The U.S. Securities and Exchange Commission (SEC) has issued a final rule that expands executive pay disclosure requirements for publicly traded U.S. companies, accompanied by a fact sheet summarizing the rule. The rule goes into effect for the 2023 proxy season or fiscal years ending on or after December 16, 2022. It implements requirements established by the 2010 Dodd-Frank Wall Street Reform and Consumer Protection Act.

The SEC first proposed a pay-versus-performance disclosure rule in 2015 and reopened public comments on the proposed rule in January 2022. The rule requires companies to provide detailed information about their performance metrics to determine executive pay. More specifically, the rule mandates that companies divulge the three to seven most important performance measures in an unranked list that they used to determine executive compensation in the most recently completed fiscal year.

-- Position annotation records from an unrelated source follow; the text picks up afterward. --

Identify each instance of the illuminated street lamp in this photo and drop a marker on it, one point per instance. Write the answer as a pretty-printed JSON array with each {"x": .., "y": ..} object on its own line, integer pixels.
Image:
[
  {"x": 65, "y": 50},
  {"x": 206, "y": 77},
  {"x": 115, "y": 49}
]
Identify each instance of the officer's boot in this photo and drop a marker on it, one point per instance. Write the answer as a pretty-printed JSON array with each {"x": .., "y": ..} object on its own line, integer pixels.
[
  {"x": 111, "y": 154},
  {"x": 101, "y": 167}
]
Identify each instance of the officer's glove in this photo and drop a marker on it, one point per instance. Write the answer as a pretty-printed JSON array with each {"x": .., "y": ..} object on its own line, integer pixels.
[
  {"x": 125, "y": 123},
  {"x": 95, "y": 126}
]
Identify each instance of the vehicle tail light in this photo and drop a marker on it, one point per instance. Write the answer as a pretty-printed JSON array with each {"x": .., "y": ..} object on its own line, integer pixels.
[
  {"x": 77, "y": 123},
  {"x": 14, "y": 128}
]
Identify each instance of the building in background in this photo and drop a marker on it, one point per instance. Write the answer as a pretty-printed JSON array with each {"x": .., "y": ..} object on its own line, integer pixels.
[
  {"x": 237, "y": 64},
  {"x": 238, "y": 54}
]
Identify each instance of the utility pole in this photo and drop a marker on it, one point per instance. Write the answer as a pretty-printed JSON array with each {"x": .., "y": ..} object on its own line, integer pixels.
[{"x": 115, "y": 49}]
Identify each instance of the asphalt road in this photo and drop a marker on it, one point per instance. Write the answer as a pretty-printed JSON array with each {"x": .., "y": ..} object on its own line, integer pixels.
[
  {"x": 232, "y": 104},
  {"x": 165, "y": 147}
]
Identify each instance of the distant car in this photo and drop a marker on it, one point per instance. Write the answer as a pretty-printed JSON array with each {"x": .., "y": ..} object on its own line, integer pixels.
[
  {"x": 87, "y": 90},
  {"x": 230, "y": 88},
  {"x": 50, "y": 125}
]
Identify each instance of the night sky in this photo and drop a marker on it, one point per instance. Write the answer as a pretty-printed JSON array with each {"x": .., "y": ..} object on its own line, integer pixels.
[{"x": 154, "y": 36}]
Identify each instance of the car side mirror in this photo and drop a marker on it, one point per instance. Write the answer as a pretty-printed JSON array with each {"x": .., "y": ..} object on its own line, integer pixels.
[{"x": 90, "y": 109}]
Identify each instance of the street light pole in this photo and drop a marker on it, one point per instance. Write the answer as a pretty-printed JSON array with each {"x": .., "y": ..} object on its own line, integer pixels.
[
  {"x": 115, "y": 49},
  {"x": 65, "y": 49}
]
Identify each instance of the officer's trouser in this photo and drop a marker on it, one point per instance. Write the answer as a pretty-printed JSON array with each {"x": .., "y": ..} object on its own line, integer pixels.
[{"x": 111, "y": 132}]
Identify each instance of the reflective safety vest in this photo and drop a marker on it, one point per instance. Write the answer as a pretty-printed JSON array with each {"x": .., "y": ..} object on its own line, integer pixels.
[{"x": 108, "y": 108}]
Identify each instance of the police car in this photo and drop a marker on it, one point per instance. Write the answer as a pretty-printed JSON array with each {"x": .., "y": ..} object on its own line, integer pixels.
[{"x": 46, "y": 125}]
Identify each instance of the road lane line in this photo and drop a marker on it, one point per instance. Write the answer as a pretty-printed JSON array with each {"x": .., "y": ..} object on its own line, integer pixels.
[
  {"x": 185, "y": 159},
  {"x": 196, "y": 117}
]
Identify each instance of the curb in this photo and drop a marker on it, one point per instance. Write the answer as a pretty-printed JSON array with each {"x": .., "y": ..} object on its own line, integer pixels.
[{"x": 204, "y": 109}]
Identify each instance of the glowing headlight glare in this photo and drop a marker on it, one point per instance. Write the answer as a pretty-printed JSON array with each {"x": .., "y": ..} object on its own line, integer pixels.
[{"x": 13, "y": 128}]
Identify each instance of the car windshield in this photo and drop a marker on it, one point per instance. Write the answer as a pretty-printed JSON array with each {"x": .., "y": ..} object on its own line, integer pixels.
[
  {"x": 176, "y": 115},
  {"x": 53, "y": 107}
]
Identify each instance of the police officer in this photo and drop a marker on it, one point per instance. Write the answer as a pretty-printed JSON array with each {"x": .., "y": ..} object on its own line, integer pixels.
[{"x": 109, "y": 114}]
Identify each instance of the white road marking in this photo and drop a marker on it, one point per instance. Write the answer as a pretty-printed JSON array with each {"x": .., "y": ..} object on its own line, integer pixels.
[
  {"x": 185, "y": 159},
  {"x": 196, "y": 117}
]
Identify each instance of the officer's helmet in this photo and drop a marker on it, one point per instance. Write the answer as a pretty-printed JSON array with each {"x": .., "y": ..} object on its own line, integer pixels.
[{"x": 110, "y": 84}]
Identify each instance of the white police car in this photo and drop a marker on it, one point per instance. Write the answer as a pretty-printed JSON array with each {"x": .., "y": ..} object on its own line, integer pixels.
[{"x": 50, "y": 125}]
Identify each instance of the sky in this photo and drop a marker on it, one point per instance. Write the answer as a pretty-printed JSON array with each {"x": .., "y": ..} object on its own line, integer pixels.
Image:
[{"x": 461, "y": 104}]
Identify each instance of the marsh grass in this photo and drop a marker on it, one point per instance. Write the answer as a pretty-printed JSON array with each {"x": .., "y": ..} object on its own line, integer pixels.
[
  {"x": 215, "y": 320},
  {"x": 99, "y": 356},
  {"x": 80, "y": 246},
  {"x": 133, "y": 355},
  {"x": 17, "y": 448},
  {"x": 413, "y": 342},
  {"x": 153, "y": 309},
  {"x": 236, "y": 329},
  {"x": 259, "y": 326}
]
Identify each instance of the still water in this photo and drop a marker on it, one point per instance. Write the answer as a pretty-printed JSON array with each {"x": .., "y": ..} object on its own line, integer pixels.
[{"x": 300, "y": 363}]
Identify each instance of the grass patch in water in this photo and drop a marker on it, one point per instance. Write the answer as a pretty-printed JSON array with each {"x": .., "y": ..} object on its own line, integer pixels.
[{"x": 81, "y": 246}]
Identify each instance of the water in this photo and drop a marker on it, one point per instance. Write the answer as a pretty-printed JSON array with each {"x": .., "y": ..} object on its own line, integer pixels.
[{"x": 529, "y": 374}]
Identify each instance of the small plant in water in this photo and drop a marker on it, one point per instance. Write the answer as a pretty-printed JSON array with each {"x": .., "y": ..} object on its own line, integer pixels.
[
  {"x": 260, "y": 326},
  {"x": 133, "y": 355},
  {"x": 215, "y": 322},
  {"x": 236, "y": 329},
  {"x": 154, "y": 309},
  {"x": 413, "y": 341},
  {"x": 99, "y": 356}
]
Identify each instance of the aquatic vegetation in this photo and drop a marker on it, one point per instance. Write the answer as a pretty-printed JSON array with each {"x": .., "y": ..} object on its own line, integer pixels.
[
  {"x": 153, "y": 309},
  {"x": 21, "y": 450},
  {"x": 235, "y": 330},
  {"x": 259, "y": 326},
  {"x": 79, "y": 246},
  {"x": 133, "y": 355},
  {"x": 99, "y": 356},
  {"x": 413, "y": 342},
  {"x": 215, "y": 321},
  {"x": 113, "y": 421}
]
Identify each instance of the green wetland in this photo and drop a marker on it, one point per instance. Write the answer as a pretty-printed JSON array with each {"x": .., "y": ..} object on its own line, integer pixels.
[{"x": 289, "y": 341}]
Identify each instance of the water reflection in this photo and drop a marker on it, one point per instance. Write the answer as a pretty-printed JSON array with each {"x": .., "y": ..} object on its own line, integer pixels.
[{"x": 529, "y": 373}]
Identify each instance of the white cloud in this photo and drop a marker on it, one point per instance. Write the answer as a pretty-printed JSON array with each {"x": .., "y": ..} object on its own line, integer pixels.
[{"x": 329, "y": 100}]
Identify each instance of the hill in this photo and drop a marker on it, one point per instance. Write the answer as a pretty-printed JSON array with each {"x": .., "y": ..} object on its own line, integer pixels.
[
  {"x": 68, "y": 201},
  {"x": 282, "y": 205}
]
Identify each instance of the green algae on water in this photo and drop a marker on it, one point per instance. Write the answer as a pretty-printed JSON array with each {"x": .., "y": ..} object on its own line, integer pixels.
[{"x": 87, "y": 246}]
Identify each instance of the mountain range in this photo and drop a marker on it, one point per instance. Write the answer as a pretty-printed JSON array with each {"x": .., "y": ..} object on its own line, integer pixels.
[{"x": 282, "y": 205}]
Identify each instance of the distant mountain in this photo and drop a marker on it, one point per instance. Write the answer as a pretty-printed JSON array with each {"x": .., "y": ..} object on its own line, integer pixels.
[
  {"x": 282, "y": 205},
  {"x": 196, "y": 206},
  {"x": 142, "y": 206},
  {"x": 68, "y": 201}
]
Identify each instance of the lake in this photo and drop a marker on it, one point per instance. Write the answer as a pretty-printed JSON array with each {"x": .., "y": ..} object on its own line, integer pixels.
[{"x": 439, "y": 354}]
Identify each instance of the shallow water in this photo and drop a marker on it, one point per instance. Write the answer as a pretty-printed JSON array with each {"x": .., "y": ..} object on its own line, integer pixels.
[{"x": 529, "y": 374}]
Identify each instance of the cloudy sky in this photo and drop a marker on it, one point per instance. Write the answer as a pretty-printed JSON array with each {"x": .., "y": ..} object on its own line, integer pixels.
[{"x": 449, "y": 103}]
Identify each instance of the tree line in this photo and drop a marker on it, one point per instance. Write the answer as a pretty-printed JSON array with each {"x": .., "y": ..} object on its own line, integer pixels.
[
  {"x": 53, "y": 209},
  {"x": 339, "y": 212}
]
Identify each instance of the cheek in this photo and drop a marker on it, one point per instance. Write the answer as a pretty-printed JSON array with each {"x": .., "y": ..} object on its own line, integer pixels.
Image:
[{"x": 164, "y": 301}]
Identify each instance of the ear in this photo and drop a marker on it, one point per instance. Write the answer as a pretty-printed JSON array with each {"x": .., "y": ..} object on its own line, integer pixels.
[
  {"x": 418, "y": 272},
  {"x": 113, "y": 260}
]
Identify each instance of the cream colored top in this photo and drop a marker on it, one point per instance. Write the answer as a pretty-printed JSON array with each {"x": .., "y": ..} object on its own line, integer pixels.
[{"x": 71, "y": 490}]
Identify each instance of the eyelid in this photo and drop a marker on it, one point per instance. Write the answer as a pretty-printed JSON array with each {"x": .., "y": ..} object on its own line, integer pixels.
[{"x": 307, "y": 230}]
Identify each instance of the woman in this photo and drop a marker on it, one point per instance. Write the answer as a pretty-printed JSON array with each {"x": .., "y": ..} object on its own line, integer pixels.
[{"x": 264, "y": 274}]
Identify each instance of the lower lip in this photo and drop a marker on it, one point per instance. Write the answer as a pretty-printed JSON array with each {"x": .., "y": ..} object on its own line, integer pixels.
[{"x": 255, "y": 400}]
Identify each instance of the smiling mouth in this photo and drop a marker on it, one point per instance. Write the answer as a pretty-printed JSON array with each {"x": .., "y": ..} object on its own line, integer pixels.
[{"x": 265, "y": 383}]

In addition, companies must explain how they calculate each specific performance measure and how they impact executive pay.

In addition to the performance measures and the already-required executive-pay summary compensation table, large companies must provide a five-year history of pay versus performance-related metrics. In the first annual disclosure filing after the rule takes effect, large companies must include only three years of data. The disclosure must include the following information:

  • Total shareholder return (TSR);
  • TSR of companies in its peer group;
  • Net income; and
  • A company-selected financial performance measure that the company determines is the most important metric it uses to link compensation paid to its named executive officers with company performance.

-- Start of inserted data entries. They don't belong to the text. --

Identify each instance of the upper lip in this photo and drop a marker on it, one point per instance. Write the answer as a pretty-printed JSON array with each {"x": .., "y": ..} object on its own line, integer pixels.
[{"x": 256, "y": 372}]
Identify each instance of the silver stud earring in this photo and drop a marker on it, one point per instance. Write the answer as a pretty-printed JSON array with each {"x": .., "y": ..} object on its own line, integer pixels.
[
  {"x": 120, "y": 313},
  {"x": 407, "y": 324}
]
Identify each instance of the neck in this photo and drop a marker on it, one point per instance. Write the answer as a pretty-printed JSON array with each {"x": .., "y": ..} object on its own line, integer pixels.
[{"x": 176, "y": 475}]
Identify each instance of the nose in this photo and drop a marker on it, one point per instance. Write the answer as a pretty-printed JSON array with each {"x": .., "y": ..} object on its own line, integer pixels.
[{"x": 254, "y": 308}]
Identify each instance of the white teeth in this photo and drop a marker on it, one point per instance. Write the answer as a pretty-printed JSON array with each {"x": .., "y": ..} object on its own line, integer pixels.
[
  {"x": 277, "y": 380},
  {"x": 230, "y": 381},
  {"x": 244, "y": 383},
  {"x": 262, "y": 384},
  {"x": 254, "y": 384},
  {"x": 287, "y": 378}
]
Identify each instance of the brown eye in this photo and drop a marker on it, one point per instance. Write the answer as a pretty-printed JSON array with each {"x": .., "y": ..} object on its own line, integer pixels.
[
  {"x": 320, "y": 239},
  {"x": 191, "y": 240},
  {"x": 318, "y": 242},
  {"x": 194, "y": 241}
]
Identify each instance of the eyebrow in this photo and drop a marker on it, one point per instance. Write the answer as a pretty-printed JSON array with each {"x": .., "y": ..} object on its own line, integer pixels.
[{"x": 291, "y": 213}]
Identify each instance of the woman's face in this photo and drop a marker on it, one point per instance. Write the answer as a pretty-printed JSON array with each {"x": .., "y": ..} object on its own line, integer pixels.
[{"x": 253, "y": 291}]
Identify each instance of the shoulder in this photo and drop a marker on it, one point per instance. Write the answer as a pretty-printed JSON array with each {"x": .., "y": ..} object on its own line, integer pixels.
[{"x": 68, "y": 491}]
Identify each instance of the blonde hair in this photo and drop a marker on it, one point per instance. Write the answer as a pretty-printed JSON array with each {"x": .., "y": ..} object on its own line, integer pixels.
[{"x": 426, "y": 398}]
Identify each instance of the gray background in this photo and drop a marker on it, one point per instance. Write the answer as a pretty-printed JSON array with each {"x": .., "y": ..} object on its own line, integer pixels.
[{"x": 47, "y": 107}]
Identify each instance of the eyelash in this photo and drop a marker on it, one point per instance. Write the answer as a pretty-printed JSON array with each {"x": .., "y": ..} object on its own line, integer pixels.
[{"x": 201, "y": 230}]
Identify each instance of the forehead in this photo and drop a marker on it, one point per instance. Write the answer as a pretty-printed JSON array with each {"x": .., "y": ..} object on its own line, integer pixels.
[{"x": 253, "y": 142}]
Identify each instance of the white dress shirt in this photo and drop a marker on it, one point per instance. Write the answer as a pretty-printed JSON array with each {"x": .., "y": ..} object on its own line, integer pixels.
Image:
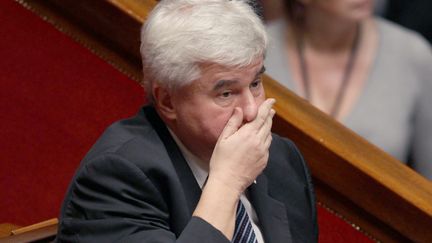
[{"x": 200, "y": 173}]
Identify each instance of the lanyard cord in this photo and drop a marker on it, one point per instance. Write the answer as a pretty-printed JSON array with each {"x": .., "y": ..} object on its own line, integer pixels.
[{"x": 345, "y": 78}]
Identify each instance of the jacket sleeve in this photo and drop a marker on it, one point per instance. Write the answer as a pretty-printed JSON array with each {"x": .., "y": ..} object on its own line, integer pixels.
[{"x": 112, "y": 200}]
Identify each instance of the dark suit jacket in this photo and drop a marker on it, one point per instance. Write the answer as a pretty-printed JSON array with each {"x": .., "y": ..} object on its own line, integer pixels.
[{"x": 135, "y": 186}]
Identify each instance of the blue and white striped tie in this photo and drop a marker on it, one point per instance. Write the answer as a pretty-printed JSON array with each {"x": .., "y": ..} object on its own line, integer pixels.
[{"x": 243, "y": 232}]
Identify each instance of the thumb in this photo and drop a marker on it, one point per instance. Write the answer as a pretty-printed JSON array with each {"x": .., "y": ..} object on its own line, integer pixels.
[{"x": 233, "y": 123}]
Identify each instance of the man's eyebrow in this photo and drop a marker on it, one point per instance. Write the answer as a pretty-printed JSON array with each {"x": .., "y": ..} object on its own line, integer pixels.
[{"x": 223, "y": 83}]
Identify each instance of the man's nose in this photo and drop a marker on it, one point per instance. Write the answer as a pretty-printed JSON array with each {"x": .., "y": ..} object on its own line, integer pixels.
[{"x": 249, "y": 106}]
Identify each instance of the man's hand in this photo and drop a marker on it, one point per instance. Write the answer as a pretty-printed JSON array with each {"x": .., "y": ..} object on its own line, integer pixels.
[
  {"x": 241, "y": 152},
  {"x": 240, "y": 155}
]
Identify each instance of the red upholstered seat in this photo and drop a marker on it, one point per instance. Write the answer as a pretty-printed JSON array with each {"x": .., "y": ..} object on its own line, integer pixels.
[{"x": 56, "y": 98}]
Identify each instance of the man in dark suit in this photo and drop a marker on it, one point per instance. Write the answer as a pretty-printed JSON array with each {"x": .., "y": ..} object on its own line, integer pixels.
[{"x": 199, "y": 164}]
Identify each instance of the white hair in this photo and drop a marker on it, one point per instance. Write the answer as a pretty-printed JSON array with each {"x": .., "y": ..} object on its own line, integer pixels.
[{"x": 179, "y": 35}]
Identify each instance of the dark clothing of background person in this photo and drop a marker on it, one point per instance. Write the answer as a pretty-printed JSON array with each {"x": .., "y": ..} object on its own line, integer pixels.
[{"x": 413, "y": 14}]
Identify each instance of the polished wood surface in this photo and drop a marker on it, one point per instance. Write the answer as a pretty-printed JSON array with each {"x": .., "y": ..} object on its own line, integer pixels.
[
  {"x": 6, "y": 229},
  {"x": 366, "y": 186},
  {"x": 353, "y": 177},
  {"x": 35, "y": 232}
]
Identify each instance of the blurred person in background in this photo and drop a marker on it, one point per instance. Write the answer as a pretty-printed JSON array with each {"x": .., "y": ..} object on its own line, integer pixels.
[
  {"x": 370, "y": 74},
  {"x": 413, "y": 14}
]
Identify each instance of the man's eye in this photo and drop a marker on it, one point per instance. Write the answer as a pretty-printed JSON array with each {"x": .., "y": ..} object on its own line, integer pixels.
[
  {"x": 226, "y": 94},
  {"x": 255, "y": 84}
]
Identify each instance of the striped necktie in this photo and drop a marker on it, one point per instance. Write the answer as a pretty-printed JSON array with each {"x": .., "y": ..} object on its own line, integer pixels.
[{"x": 243, "y": 232}]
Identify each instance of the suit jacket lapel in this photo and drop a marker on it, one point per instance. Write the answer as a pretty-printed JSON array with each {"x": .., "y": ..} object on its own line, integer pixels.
[
  {"x": 190, "y": 186},
  {"x": 271, "y": 213}
]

Smaller companies must provide a three-year history of the same information, although they may provide only a two-year history for the first annual filing after the rule takes effect.

Reporting companies also must describe the relationship between financial performance measures and the average compensation paid to the highest executive officer and other executive officers. Whether these new reporting requirements will be excessively burdensome depends on whether companies are tracking pay versus performance already. Even if companies already keep track of that information, they may have to provide it in a different format or calculate it differently than what they are doing now.

Although some commenters requested that the SEC require companies to disclose ESG or environment, social, and government metrics, the SEC declined to do so. Still, companies may supplement their mandatory disclosures by discussing ESG metrics or other nonfinancial performance metrics.